By Warren Duffie Jr
A dynamic era in naval oceanography recently ended as the iconic Floating Instrument Platform — popularly known as FLIP — was officially retired from service.
Built in 1962 with funding from the Office of Naval Research (ONR), FLIP helped generations of scientists and oceanographers better understand the mysteries of the sea, including internal waves, air-sea interaction and long-range sound propagation. Sadly, age and exorbitant life-extension costs resulted in the platform being disestablished.
On Aug. 3, a solemn gathering of well-wishers watched as FLIP was towed, at sunset, to a dismantling and recycling facility. Last month, a formal good-bye ceremony was hosted by the Marine Physical Laboratory at the University of California, San Diego (UCSD).
Still, FLIP — which was owned by the U.S. Navy and managed by Scripps Institution of Oceanography at UCSD — boasts a proud legacy and represents a golden age of oceanography that saw a renewed focus on ocean exploration, the creation of new fields of study, and greater public appreciation of the scientific and strategic importance of the ocean.
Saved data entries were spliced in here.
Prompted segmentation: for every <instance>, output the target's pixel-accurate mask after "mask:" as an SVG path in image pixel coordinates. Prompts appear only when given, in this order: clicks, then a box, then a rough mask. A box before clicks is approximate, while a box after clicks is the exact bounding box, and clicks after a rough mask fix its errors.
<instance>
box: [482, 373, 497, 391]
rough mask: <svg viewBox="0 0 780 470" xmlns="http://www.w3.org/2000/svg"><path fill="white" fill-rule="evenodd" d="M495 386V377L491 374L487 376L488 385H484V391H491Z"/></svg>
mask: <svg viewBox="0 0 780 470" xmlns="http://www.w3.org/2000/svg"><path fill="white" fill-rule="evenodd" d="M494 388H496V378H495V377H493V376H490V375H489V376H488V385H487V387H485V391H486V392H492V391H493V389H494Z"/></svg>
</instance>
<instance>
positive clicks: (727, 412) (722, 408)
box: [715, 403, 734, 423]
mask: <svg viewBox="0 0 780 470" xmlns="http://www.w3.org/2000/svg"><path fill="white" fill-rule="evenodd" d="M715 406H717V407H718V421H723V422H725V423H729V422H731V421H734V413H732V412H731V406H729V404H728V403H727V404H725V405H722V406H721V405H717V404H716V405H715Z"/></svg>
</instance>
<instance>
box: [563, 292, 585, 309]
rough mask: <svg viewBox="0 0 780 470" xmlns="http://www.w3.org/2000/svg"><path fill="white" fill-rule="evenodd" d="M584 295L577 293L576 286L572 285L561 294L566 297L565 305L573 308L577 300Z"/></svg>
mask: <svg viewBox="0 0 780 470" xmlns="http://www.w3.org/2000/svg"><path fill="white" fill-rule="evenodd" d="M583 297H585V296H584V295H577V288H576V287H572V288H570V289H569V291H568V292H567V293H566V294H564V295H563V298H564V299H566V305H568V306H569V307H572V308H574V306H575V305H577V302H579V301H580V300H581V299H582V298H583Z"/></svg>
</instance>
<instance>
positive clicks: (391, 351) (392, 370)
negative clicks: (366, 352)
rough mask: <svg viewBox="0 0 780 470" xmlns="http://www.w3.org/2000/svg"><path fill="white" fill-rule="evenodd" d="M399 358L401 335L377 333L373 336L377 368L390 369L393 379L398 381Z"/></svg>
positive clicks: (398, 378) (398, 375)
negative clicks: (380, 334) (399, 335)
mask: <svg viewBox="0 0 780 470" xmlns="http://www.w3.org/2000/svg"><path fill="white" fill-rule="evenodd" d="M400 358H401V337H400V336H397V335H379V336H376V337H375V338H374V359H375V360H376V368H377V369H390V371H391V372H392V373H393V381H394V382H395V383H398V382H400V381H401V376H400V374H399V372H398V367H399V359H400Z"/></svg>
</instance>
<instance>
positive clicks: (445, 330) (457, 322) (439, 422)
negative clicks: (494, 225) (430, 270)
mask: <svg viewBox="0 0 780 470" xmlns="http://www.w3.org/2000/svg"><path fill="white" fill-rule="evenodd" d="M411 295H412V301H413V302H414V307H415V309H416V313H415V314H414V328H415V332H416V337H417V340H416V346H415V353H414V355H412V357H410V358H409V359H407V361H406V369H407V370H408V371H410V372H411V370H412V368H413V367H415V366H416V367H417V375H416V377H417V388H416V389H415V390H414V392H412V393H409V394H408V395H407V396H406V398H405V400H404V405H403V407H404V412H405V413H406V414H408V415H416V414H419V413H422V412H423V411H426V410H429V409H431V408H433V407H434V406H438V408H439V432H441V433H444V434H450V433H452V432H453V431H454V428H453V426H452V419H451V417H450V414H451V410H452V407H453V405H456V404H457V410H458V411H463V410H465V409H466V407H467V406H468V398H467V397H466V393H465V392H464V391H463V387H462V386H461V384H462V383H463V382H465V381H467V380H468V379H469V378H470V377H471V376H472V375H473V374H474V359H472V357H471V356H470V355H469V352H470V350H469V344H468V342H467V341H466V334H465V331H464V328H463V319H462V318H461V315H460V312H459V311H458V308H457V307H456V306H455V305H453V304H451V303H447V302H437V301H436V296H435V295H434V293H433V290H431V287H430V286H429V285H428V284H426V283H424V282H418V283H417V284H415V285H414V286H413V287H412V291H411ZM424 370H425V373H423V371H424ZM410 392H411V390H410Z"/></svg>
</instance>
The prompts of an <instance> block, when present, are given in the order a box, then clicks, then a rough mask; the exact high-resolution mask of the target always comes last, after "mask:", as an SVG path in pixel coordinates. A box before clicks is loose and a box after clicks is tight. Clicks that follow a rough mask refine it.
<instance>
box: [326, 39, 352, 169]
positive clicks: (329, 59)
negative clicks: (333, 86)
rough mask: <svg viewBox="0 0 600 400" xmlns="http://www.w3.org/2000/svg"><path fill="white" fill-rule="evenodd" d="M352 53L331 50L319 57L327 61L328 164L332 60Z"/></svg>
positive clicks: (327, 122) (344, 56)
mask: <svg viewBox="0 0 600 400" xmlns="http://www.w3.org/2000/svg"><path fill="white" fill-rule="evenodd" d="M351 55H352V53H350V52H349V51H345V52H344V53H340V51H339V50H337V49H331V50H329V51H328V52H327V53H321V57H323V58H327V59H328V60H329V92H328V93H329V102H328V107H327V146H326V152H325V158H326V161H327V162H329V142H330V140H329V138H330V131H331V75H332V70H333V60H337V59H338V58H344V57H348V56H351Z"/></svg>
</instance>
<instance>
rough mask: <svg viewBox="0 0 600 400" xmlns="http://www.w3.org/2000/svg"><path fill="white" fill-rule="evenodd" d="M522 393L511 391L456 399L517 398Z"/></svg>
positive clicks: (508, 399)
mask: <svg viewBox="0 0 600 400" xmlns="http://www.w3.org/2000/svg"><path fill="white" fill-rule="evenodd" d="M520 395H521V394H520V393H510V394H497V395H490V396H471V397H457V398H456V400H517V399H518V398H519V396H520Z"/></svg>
“Over its career, FLIP was a key mission enabler for ONR’s basic and applied programs in meteorology, oceanography and ocean acoustics,” said Dr. Thomas Drake, head of ONR’s Ocean Battlespace Sensing Department.
“Whether investigating air-sea interaction, ocean mixing, boundary layer dynamics or acoustic thermometry, FLIP’s unique properties and capabilities enabled the collection of exquisite datasets that served as the gold standard for numerous process studies and extensive model development, ultimately increasing our understanding of the maritime environment.”
Shaped like a spar buoy, the 355-foot FLIP resembled a giant baseball bat. When horizontal, FLIP was towed out to sea where on-board hydraulics and ballast tanks “flipped” the platform (in about 30 minutes) to the vertical — producing a stable, mobile at-sea experimental laboratory, capable of riding out swells while providing sensor data 300 feet into the water column.
FLIP could carry a research team of 11 people and a crew of five, and sustain research operations for up to 30 days without resupply. Also, everything mounted on the platform turned 90 degrees when it “flipped” at sea. All fixtures — from generators to toilets — turned at right angles, and there were separate passageways, doors and platforms for every major space inside and outside.
Because FLIP had no propulsion system of its own, it had to be towed by ship to a location. This quiet design made FLIP perfect for recording ocean acoustics and sounds as well as observing tidal forces, internal waves and small-scale turbulence. Such data gathering fostered greater knowledge of ocean currents and acoustics, air-sea interactions and marine mammal sounds.
In addition, FLIP was crucial to groundbreaking naval basic and applied research, much of which was sponsored by ONR. This includes oceanography, meteorology, ocean acoustics and the development of hydrophones (underwater microphones) — as well as how the upper part of the ocean interacts with the lower part of the atmosphere and how that interface affects things like sonar.
Another aspect of FLIP’s design that enabled it to be relevant for six decades was its lack of built-in sensors that could become obsolete. This allowed generations of researchers and scientists to install cutting-edge equipment and technology for testing.
Retired Scripps physical oceanographer Dr. Rob Pinkel logged many hours on FLIP cruises, starting in 1969 as a graduate student.
“In total, I spent about three years at sea aboard FLIP over the course of my career,” he said. “I enjoyed working with the crew and my research group to achieve something special. When all of the instruments were performing properly and the data were coming in, it was like operating a very rich gold mine.”
Naval Postgraduate School Professor Dr. Qing Wang led an ONR-sponsored research cruise aboard FLIP in 2017 to study air-sea interaction: “FLIP was such an impressive research platform that enabled us to do very detailed, thorough work. It truly was a game-changer in terms of naval scientific research and will be missed.”
Rob Sparrock, a program officer in ONR’s Oceanographic Research Facilities division, said, “Losing FLIP is unfortunate, but the loss will be mitigated by new unmanned assets and networks of smaller buoys being developed. FLIP’s legacy also lives on in current research platforms such as the French Polar POD, whose design is inspired by FLIP.”
Though retired, FLIP will live on at Scripps. One of its booms (crane-like arms for suspending instruments) will be installed on the Scripps research pier in La Jolla and used to deploy instruments. Also, artifacts from the platform will be displayed in a permanent exhibit at Scripps’ Birch Aquarium.